Und mit deren Ausbau muß man auch irgendwann einmal ---> BEGINNEN!

BEGINNEN - heißt das Zauberwort!

Es happert nicht am können, sondern nur am wollen!

Hätte man in den 60er-Jahren die Geothermie, Windkraft, Sonnenenergie und Wasserkraft forciert, hätten wir heute mehr als genug Strom aus alternativen Energien. Aber die Atomlobby war eben stärker. Jetzt gilt es die Fehler der Vergangenheit zu korrigieren und auf die alternativen Energieformen zu setzen. Heute sind auch Stromtransporte über mehrere Tausend Kilometer möglich - Stichwort - Wüsten-Solarkraftwerke.

Mundle
00
25.3.2011, 14:56

In Österreich hat man sich jetzt hinreissen lassen die Windkraftförderung von 21 auf 30 Mio zu erhöhen(nicht 100% sicher ob zahlen stimmen, aber richtige Dimension)
Wahnsinn! Wenn man bedenkt, wieviele MILLIARDEN Atomkraftwerke kosten!

Das ist eine ganz andere Größenordnung. Hätten wir Erneuerbare Energien in dieser größenordnung ausgebaut, dann wäre absolut nicht die Rede von Dunkelheit und Kerzenlicht.

Technisch sind erneuerbare ziemlich ausgereift und auch wenn diese vielleicht 20% mehr kosten, so werden diese Mehrkosten um ein vielfaches durch andere Vorteile kompensiert.
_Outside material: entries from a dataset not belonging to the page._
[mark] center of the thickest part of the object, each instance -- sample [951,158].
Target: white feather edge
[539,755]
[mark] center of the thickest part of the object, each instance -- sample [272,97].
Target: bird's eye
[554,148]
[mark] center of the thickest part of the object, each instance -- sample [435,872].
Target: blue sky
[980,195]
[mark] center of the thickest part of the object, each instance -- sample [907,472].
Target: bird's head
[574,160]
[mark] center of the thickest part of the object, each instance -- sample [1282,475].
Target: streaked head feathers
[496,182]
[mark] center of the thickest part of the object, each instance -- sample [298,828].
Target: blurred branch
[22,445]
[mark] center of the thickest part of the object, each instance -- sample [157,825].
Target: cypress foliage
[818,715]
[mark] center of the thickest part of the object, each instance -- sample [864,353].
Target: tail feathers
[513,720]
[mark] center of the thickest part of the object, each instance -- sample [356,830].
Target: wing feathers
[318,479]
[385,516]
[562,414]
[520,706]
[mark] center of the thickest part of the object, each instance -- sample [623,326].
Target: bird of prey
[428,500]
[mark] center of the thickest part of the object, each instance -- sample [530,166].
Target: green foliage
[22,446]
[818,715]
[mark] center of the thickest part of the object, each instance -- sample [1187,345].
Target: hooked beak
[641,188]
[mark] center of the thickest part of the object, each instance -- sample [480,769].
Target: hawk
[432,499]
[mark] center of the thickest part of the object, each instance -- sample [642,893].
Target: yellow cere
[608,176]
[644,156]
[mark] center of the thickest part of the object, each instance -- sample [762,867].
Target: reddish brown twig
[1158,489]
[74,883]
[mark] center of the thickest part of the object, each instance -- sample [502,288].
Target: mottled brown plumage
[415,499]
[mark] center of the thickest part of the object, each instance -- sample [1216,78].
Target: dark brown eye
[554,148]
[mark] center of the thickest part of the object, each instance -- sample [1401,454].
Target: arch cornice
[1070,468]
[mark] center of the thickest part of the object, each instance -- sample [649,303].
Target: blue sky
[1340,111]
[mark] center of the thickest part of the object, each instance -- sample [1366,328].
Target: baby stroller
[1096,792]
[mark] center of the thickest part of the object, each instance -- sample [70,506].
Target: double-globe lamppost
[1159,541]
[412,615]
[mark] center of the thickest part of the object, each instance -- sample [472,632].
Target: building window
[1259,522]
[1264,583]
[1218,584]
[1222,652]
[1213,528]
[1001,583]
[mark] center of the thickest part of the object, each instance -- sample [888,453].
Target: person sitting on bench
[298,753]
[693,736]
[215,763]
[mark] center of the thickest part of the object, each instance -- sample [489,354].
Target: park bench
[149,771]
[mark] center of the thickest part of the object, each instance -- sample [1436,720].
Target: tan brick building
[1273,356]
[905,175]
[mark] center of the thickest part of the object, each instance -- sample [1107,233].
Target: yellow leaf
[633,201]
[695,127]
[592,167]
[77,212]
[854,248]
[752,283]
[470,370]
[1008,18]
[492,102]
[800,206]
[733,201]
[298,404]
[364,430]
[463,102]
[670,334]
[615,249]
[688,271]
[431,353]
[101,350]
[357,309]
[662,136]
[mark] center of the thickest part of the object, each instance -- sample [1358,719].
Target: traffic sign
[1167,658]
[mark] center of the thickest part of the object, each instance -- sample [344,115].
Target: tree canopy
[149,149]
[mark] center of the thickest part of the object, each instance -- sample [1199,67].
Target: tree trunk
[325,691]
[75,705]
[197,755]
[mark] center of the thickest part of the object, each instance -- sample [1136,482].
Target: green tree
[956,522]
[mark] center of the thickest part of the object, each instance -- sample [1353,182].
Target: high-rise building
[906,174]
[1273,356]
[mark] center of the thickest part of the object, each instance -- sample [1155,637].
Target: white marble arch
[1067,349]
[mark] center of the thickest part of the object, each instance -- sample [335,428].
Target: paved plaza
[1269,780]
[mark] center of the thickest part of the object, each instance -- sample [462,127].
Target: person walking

Jetzt noch auf Kernkraft setzen ist 100% rausgeschmissenes Geld.

Franz A.
00
25.3.2011, 11:36
Genau!

Beginnen muss man jetzt wirklich mal endlich.
Nicht nur mit ein paar Pfufferl-Windraedern, sondern mit ordentlich vielen und auch mittelgrossen Anlagen, sonst kann das kein Ersatz sein.
Bei Sonne und Wind muss man halt auch was haben, das Energie speichert bzw. auf Knopfdruck jederzeit liefern kann, wenn mal kein Wind geht und es finster ist.
Erst dann kann man AKW abschalten und endgueltig stilllegen.
Als Ersatz fuer die AKW moechte ich allerdings nicht von Kohle- oder sonstigen thermischen KW umgeben sein, die Abgase in grossen Mengen ausstossen.